今や大谷は、日本だけでなく、アメリカでもその発言や一挙一動を注目される存在になりつつある。アメリカで、ここまでの地位に上り詰めた日本人は他に思いつかない。

人種や価値観が多様なアメリカには、国民全体が一体となって応援するようなスターは存在しない。注目度が高まれば、批判される材料も増える。人気が出るほどアンチの数も増える。大谷と同じロサンゼルスでプレーするNBAのレブロン・ジェームズや、NFLの名クォーターバック、トム・ブレイディといったトップアスリートもそうである。「スターの宿命」とも言えるだろう。

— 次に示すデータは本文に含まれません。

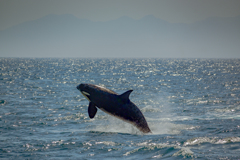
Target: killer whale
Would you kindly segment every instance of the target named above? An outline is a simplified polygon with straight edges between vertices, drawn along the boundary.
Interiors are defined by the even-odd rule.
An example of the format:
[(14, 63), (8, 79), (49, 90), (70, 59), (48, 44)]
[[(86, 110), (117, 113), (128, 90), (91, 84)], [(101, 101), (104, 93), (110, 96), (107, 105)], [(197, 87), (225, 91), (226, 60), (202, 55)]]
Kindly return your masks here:
[(116, 92), (93, 84), (79, 84), (77, 89), (89, 101), (88, 114), (94, 118), (97, 108), (123, 121), (131, 123), (143, 133), (151, 132), (140, 109), (130, 101), (128, 90), (119, 95)]

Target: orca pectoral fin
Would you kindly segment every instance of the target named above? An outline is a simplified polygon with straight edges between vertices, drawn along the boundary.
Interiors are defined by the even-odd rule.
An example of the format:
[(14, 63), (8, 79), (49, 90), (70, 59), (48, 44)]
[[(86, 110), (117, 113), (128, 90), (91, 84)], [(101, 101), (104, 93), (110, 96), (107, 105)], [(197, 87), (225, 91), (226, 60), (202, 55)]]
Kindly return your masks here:
[(96, 115), (97, 113), (97, 108), (96, 108), (96, 105), (92, 102), (89, 103), (89, 106), (88, 106), (88, 115), (89, 117), (92, 119), (94, 118), (94, 116)]

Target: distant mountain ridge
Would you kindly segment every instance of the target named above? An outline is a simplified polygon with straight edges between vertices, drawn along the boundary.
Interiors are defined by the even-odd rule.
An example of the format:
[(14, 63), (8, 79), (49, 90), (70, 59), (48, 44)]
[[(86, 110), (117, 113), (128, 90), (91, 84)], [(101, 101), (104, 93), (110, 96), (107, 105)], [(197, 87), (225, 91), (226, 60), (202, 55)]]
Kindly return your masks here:
[(240, 57), (240, 16), (183, 24), (48, 15), (0, 31), (1, 57)]

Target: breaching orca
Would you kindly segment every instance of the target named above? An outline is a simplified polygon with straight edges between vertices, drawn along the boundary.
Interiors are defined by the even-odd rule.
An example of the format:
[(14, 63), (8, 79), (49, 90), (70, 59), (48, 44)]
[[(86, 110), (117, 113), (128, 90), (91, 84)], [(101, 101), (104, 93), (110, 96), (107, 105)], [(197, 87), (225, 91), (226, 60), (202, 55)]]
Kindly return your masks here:
[(143, 133), (151, 132), (142, 112), (129, 99), (133, 90), (118, 95), (112, 90), (93, 84), (80, 84), (77, 89), (89, 101), (88, 114), (90, 118), (94, 118), (97, 108), (99, 108), (107, 114), (133, 124)]

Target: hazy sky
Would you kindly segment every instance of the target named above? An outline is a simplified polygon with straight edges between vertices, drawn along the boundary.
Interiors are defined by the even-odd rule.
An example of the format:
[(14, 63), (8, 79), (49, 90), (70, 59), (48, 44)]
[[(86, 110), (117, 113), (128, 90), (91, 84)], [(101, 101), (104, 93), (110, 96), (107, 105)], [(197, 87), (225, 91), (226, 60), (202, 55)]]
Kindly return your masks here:
[(191, 23), (208, 17), (240, 15), (240, 0), (0, 0), (0, 30), (48, 14), (73, 14), (92, 21), (154, 15)]

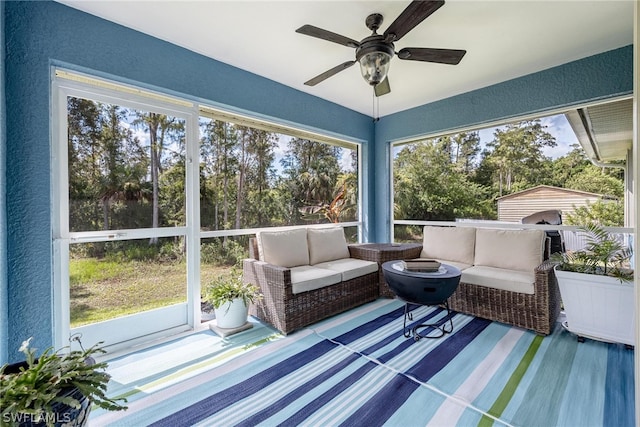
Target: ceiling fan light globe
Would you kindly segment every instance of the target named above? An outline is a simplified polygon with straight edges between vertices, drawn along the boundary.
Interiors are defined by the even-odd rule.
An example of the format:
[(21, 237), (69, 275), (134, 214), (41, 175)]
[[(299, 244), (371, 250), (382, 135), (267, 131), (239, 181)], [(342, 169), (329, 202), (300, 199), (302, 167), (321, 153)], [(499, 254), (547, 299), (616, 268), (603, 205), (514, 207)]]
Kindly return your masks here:
[(359, 60), (362, 78), (371, 86), (382, 82), (389, 73), (391, 55), (386, 52), (370, 52)]

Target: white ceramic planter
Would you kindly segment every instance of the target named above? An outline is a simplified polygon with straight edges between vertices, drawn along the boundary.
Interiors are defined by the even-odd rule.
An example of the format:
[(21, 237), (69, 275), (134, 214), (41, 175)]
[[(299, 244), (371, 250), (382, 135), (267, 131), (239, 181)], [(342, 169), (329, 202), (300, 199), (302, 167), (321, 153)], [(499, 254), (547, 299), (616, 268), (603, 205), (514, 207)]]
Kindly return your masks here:
[(558, 269), (556, 277), (570, 332), (635, 345), (633, 282)]
[(219, 328), (239, 328), (247, 322), (249, 307), (242, 298), (236, 298), (232, 302), (222, 304), (215, 309), (216, 321)]

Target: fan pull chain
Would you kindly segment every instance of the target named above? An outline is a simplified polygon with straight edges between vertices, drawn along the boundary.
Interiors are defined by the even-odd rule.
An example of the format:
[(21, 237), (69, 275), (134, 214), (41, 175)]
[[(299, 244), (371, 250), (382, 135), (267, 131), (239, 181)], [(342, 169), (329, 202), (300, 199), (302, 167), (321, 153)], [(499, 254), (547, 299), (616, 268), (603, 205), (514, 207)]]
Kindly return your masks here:
[[(380, 120), (380, 117), (377, 117), (380, 114), (380, 98), (376, 97), (376, 89), (375, 87), (372, 86), (372, 90), (371, 90), (371, 104), (372, 104), (372, 116), (373, 116), (373, 122), (377, 122), (378, 120)], [(377, 107), (377, 108), (376, 108)]]

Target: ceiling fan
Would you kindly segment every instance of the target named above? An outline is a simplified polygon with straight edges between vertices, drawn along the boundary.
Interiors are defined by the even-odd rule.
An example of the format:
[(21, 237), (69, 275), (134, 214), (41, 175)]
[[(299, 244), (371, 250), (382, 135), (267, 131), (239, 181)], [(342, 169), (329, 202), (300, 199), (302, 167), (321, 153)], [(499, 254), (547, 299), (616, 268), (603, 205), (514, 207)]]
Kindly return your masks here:
[(424, 21), (443, 5), (443, 0), (413, 1), (402, 11), (396, 20), (391, 23), (383, 34), (377, 33), (382, 24), (382, 15), (373, 13), (369, 15), (365, 21), (367, 28), (373, 31), (373, 34), (365, 37), (361, 41), (353, 40), (349, 37), (314, 27), (313, 25), (303, 25), (296, 30), (297, 33), (356, 49), (355, 61), (344, 62), (306, 81), (304, 84), (307, 86), (315, 86), (358, 62), (360, 64), (362, 77), (367, 83), (374, 87), (376, 96), (382, 96), (391, 92), (387, 73), (389, 72), (390, 61), (394, 54), (397, 54), (400, 59), (411, 61), (437, 62), (451, 65), (458, 64), (467, 51), (424, 47), (405, 47), (398, 52), (395, 51), (394, 42), (404, 37), (416, 25)]

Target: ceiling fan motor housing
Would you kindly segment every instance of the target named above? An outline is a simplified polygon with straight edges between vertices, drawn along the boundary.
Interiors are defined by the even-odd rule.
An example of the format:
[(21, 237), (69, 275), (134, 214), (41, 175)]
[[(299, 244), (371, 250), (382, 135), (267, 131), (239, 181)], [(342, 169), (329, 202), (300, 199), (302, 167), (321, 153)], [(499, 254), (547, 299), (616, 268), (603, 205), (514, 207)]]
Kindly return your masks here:
[(389, 71), (389, 63), (395, 54), (394, 45), (384, 36), (373, 34), (360, 42), (356, 48), (356, 61), (360, 63), (362, 77), (371, 86), (382, 82)]

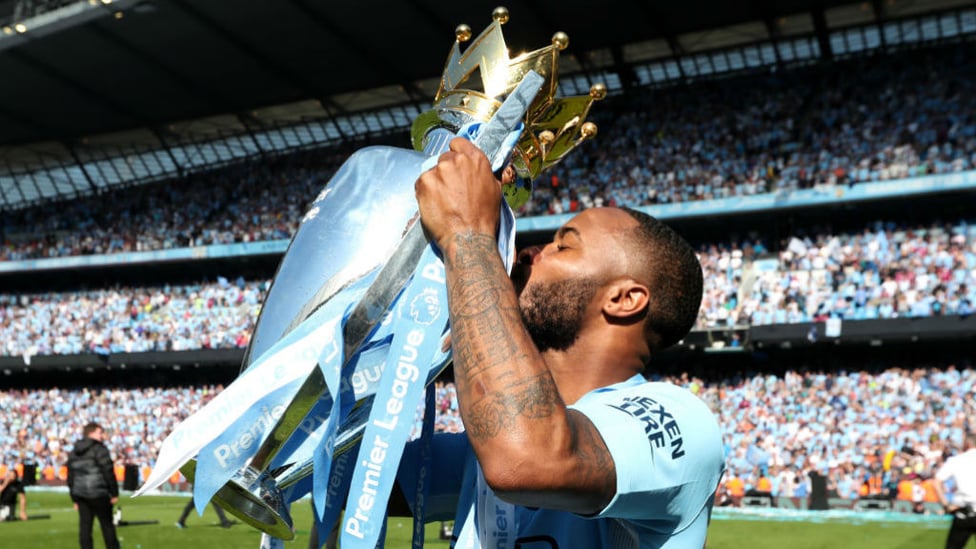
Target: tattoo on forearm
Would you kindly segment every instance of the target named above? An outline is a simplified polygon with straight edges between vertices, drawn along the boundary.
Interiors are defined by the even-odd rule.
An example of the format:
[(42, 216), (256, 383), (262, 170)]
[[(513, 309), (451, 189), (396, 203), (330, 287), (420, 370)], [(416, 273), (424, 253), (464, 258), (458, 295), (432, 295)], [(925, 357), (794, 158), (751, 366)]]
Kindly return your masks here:
[(453, 271), (449, 291), (455, 363), (463, 375), (475, 376), (516, 356), (512, 332), (521, 317), (518, 304), (506, 298), (511, 282), (496, 259), (495, 239), (479, 234), (455, 238), (456, 252), (447, 258)]
[(574, 436), (577, 437), (575, 443), (579, 457), (577, 473), (580, 478), (588, 479), (593, 485), (599, 485), (603, 494), (612, 496), (617, 491), (617, 469), (606, 442), (593, 423), (581, 413), (569, 410), (566, 419)]
[(465, 424), (465, 430), (471, 438), (495, 437), (513, 426), (519, 416), (531, 419), (551, 416), (559, 402), (556, 384), (549, 372), (544, 372), (479, 399), (471, 407), (473, 419)]

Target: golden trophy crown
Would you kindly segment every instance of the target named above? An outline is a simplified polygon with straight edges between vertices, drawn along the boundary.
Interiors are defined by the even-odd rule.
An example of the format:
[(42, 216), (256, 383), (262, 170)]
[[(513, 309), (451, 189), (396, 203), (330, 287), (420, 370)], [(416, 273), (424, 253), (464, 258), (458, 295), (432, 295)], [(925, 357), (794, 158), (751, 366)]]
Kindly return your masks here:
[[(463, 53), (461, 44), (471, 40), (471, 28), (458, 25), (433, 109), (414, 120), (411, 140), (414, 148), (423, 150), (425, 137), (435, 128), (457, 131), (468, 122), (487, 122), (505, 96), (533, 70), (543, 77), (544, 83), (526, 113), (525, 130), (512, 163), (520, 177), (535, 179), (577, 145), (596, 135), (596, 124), (585, 119), (593, 101), (606, 97), (607, 88), (595, 84), (589, 95), (557, 99), (556, 72), (559, 52), (569, 45), (566, 33), (554, 34), (552, 43), (544, 48), (510, 58), (502, 34), (502, 25), (508, 22), (508, 9), (495, 8), (492, 19)], [(482, 89), (472, 89), (477, 79), (471, 76), (479, 70)]]

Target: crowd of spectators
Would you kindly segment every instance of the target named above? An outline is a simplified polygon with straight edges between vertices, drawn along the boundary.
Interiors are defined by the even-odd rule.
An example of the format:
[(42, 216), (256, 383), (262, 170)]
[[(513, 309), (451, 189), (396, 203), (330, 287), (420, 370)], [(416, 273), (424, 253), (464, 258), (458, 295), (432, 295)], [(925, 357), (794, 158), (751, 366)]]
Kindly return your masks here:
[[(537, 181), (519, 215), (973, 169), (970, 50), (943, 46), (630, 90), (593, 109), (599, 138)], [(259, 159), (6, 212), (0, 261), (290, 238), (349, 152)]]
[[(699, 328), (969, 315), (976, 311), (976, 226), (967, 222), (792, 237), (700, 254)], [(768, 259), (764, 259), (768, 258)]]
[[(900, 481), (931, 478), (976, 428), (976, 370), (889, 368), (787, 371), (683, 386), (717, 414), (726, 446), (726, 485), (773, 497), (809, 495), (811, 472), (836, 497), (887, 497)], [(436, 385), (436, 431), (464, 429), (452, 383)], [(162, 441), (221, 387), (44, 389), (0, 392), (0, 456), (8, 465), (59, 468), (88, 421), (106, 426), (119, 463), (152, 466)], [(418, 425), (422, 406), (418, 408)], [(872, 480), (872, 479), (876, 479)], [(765, 483), (765, 485), (764, 485)], [(903, 489), (903, 488), (902, 488)]]
[[(742, 496), (810, 495), (810, 474), (836, 497), (914, 501), (976, 429), (976, 370), (892, 368), (881, 372), (752, 375), (708, 383), (672, 380), (719, 414), (726, 483)], [(734, 480), (733, 480), (734, 479)], [(908, 493), (906, 483), (908, 485)], [(917, 490), (916, 490), (917, 491)], [(933, 501), (934, 493), (922, 494)]]
[(971, 46), (850, 59), (600, 104), (600, 136), (524, 215), (855, 185), (976, 167)]
[[(795, 236), (702, 246), (696, 329), (969, 315), (976, 225)], [(268, 280), (0, 294), (0, 356), (244, 348)]]
[(14, 389), (0, 391), (0, 456), (8, 467), (37, 470), (65, 465), (90, 421), (102, 424), (105, 444), (123, 464), (149, 465), (166, 436), (216, 396), (219, 385), (141, 389)]
[(243, 348), (269, 284), (0, 294), (0, 356)]

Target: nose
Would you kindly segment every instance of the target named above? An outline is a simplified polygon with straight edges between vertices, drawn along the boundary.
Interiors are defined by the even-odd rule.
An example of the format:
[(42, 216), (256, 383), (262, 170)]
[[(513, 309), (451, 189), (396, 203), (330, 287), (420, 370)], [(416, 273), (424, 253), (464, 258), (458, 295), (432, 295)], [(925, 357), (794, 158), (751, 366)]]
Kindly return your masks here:
[(518, 262), (521, 265), (532, 265), (542, 253), (542, 246), (529, 246), (519, 252)]

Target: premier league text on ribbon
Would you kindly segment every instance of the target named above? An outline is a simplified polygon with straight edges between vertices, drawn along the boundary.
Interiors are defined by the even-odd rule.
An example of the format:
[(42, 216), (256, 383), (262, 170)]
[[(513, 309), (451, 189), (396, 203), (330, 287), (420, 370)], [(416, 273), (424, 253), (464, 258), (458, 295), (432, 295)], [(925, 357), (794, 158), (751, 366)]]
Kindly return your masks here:
[[(425, 264), (420, 274), (424, 279), (435, 284), (446, 284), (444, 266), (437, 262)], [(421, 296), (424, 296), (424, 294), (422, 293)], [(435, 304), (434, 306), (439, 308), (439, 304)], [(430, 324), (433, 318), (430, 321), (424, 321), (416, 316), (425, 313), (434, 313), (431, 316), (436, 317), (439, 316), (440, 311), (421, 312), (414, 310), (412, 313), (414, 321), (421, 325)], [(363, 441), (363, 447), (359, 455), (366, 457), (361, 462), (361, 465), (365, 467), (366, 471), (361, 485), (361, 495), (355, 502), (355, 509), (347, 508), (347, 512), (351, 511), (351, 516), (346, 519), (344, 526), (346, 533), (359, 539), (363, 539), (365, 536), (364, 527), (369, 523), (370, 511), (376, 503), (377, 489), (380, 484), (380, 476), (383, 474), (383, 468), (389, 465), (393, 467), (399, 465), (398, 460), (397, 462), (387, 462), (387, 450), (390, 447), (389, 438), (397, 431), (400, 414), (403, 412), (404, 398), (408, 394), (411, 384), (416, 383), (420, 377), (417, 358), (420, 354), (420, 346), (427, 337), (428, 334), (422, 326), (415, 327), (407, 333), (403, 346), (396, 351), (398, 353), (398, 360), (392, 390), (385, 403), (374, 403), (374, 407), (384, 404), (386, 415), (382, 418), (374, 418), (371, 421), (371, 424), (379, 429), (379, 432), (376, 432), (376, 435), (371, 441)], [(409, 404), (414, 405), (415, 403)], [(402, 429), (404, 429), (404, 426), (400, 426), (400, 430)]]

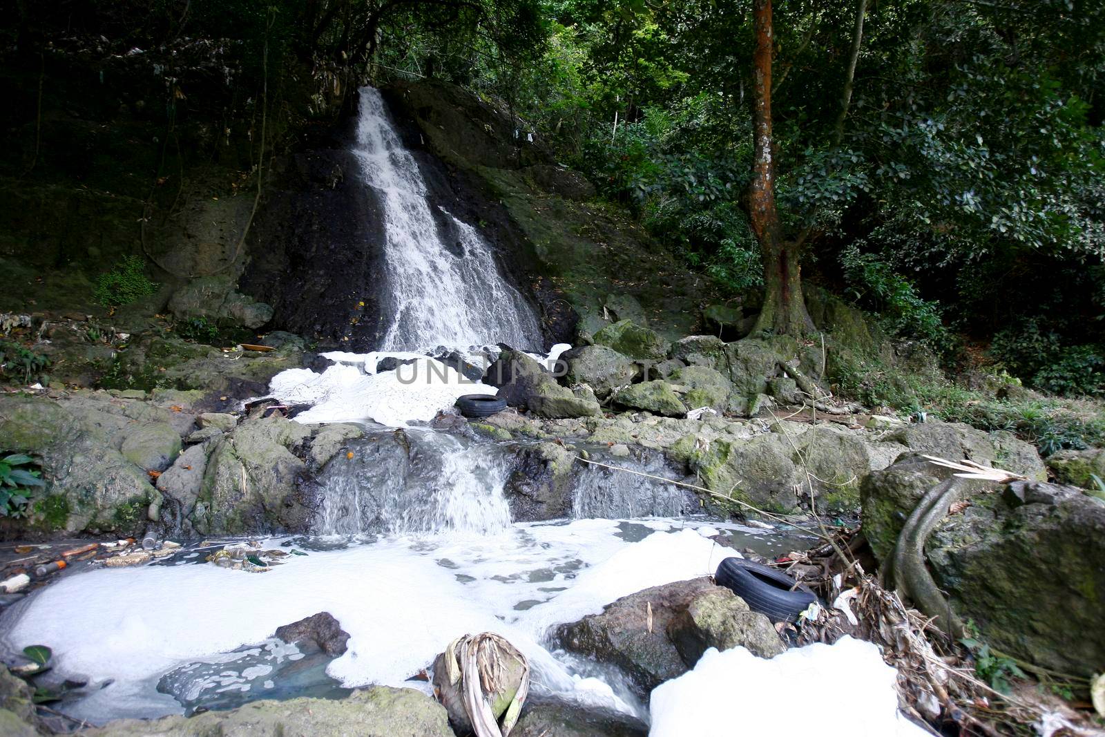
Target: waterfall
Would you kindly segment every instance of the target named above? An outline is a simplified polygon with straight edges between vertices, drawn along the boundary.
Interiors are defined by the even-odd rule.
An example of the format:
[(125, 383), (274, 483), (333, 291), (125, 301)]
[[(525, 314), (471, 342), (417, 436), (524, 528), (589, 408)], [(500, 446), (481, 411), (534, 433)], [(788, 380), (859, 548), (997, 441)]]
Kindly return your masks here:
[(327, 466), (315, 531), (497, 533), (511, 525), (507, 450), (431, 430), (397, 430), (349, 444)]
[(361, 87), (354, 154), (385, 215), (385, 350), (506, 343), (539, 348), (529, 303), (499, 273), (475, 228), (429, 201), (418, 162), (391, 124), (380, 92)]

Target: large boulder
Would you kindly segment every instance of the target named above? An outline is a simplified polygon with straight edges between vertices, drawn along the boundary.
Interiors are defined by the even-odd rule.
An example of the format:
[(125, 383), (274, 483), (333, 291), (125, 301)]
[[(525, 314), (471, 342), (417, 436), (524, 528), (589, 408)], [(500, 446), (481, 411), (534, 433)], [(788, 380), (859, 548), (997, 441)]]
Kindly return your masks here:
[(119, 719), (86, 733), (94, 737), (455, 737), (445, 708), (413, 688), (371, 686), (345, 698), (260, 701), (229, 712), (160, 719)]
[(1057, 451), (1048, 456), (1048, 468), (1061, 484), (1097, 489), (1094, 476), (1105, 480), (1105, 450)]
[[(691, 470), (706, 488), (769, 512), (798, 506), (796, 487), (804, 475), (794, 464), (794, 449), (781, 433), (724, 439), (696, 444), (688, 451)], [(734, 505), (732, 512), (744, 512)]]
[(600, 614), (560, 625), (557, 636), (570, 652), (620, 667), (641, 694), (686, 673), (706, 647), (743, 645), (761, 657), (786, 650), (767, 617), (708, 578), (622, 597)]
[(593, 339), (597, 345), (636, 360), (659, 361), (667, 356), (667, 344), (655, 331), (628, 319), (607, 325)]
[(683, 402), (691, 409), (709, 407), (722, 414), (729, 407), (733, 385), (715, 369), (687, 366), (673, 371), (669, 380), (684, 387)]
[(180, 434), (164, 423), (143, 424), (133, 429), (123, 441), (123, 457), (143, 471), (160, 473), (180, 454)]
[(0, 396), (0, 448), (42, 460), (48, 487), (30, 503), (31, 527), (135, 535), (160, 498), (105, 432), (44, 397)]
[(646, 737), (649, 726), (628, 714), (561, 699), (529, 698), (513, 737)]
[(571, 516), (573, 453), (558, 443), (518, 446), (503, 494), (515, 522)]
[(169, 312), (177, 319), (209, 319), (219, 325), (256, 329), (273, 317), (273, 308), (241, 294), (230, 275), (201, 276), (173, 292)]
[(306, 531), (314, 514), (299, 451), (312, 430), (278, 415), (211, 441), (193, 525), (206, 535)]
[(690, 366), (705, 366), (728, 373), (725, 341), (713, 335), (688, 335), (672, 344), (669, 355)]
[(747, 412), (758, 394), (768, 391), (768, 382), (779, 375), (779, 364), (798, 355), (798, 343), (790, 336), (745, 338), (725, 344), (726, 366), (734, 387), (735, 412)]
[(631, 383), (640, 373), (636, 364), (607, 346), (580, 346), (564, 352), (560, 359), (568, 368), (565, 380), (569, 385), (586, 383), (599, 399)]
[(577, 397), (556, 382), (552, 373), (520, 350), (506, 349), (487, 368), (484, 383), (498, 387), (498, 396), (511, 407), (527, 409), (544, 418), (577, 418), (600, 414), (593, 399)]
[(682, 417), (687, 411), (675, 392), (675, 387), (660, 379), (625, 387), (614, 394), (614, 402), (622, 407), (648, 410), (667, 417)]
[(1071, 486), (1013, 482), (948, 517), (933, 577), (994, 647), (1090, 677), (1105, 663), (1105, 504)]

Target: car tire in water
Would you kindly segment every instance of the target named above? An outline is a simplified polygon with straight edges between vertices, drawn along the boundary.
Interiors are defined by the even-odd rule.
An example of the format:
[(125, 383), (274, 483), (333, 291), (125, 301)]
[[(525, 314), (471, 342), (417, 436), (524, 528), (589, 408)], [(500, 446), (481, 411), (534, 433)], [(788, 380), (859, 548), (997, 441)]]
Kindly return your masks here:
[(793, 622), (818, 600), (817, 594), (781, 570), (744, 558), (723, 560), (714, 581), (744, 599), (753, 611), (767, 614), (772, 622)]
[(505, 410), (506, 400), (491, 394), (464, 394), (456, 400), (456, 407), (466, 418), (483, 418)]

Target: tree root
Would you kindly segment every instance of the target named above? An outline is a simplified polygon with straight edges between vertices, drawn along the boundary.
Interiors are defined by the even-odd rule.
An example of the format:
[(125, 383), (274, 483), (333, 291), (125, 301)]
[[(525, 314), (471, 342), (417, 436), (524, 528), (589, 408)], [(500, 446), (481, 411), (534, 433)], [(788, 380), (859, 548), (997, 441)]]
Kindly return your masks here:
[(881, 576), (883, 579), (892, 577), (894, 587), (901, 593), (912, 599), (917, 609), (934, 618), (944, 632), (956, 639), (964, 636), (964, 623), (951, 611), (951, 604), (925, 566), (925, 541), (948, 514), (948, 508), (961, 491), (961, 480), (953, 477), (937, 484), (922, 497), (902, 527), (894, 555), (883, 567)]
[(809, 394), (810, 403), (817, 411), (824, 412), (825, 414), (852, 414), (863, 409), (863, 407), (854, 402), (849, 402), (842, 407), (829, 404), (824, 400), (829, 399), (832, 394), (825, 394), (825, 392), (818, 387), (813, 379), (806, 376), (787, 361), (779, 361), (779, 367), (786, 371), (787, 376), (794, 380), (794, 383), (798, 385), (798, 388), (801, 389), (803, 393)]

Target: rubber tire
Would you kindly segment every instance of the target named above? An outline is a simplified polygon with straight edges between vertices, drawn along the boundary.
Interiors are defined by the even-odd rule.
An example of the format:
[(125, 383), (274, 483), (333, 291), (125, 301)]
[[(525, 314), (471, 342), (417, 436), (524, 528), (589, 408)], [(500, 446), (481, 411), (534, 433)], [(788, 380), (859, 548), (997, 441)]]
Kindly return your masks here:
[(456, 407), (466, 418), (485, 418), (506, 409), (506, 400), (491, 394), (464, 394), (457, 398)]
[(781, 570), (744, 558), (726, 558), (718, 564), (714, 582), (730, 589), (753, 611), (767, 614), (772, 622), (797, 621), (818, 600), (804, 586), (791, 590), (797, 581)]

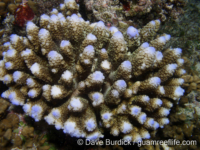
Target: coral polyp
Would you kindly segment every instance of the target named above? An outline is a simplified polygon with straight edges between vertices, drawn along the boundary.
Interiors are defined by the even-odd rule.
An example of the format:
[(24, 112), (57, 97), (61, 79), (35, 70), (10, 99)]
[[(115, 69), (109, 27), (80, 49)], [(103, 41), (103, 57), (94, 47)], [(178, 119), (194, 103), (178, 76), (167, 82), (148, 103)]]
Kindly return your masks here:
[(60, 6), (4, 44), (1, 96), (72, 137), (149, 139), (184, 94), (182, 50), (166, 48), (170, 35), (156, 37), (159, 20), (121, 31), (85, 21), (74, 0)]

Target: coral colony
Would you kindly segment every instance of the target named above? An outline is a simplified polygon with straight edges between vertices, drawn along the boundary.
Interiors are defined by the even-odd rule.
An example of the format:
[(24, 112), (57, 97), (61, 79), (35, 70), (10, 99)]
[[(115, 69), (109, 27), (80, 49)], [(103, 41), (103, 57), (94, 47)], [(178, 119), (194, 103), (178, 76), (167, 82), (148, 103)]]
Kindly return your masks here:
[[(150, 138), (184, 90), (180, 48), (166, 48), (170, 35), (157, 36), (160, 21), (141, 29), (108, 29), (84, 21), (74, 0), (29, 21), (26, 37), (4, 44), (1, 97), (20, 105), (35, 121), (96, 140), (104, 131), (125, 140)], [(101, 129), (101, 130), (100, 130)]]

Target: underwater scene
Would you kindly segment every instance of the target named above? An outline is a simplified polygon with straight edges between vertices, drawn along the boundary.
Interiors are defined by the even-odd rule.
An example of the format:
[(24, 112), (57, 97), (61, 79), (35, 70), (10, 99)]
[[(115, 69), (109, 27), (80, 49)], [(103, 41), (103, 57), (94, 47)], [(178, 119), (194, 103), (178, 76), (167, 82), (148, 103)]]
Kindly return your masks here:
[(200, 1), (0, 0), (0, 150), (200, 150)]

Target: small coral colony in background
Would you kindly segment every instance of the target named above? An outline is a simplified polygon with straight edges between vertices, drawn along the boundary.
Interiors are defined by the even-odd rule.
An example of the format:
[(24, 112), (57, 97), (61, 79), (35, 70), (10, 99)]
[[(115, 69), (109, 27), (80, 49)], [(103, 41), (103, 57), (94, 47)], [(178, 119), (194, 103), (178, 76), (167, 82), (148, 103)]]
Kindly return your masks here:
[(30, 21), (34, 18), (34, 12), (28, 6), (27, 0), (22, 0), (22, 3), (15, 10), (14, 16), (15, 16), (14, 24), (20, 27), (24, 27), (27, 21)]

大谷のドジャース移籍は、野球界全体にとってみれば朗報と言えるが、脅威と感じる他球団のファンもいる。金に物を言わせて大型補強を行うドジャースが「悪の帝国」として映ってもおかしくない。自分の贔屓球団を選んでくれなかったことや嫉妬心などで、大谷を恨む野球ファンもいる。実際、古巣エンゼルスの球場では、大谷の映像が大型ビジョンに映って大きなブーイングが起きた。格差の激しいアメリカ社会で、一人のアスリートが7億ドルを稼ぐことを快く思わないアメリカ人もいる。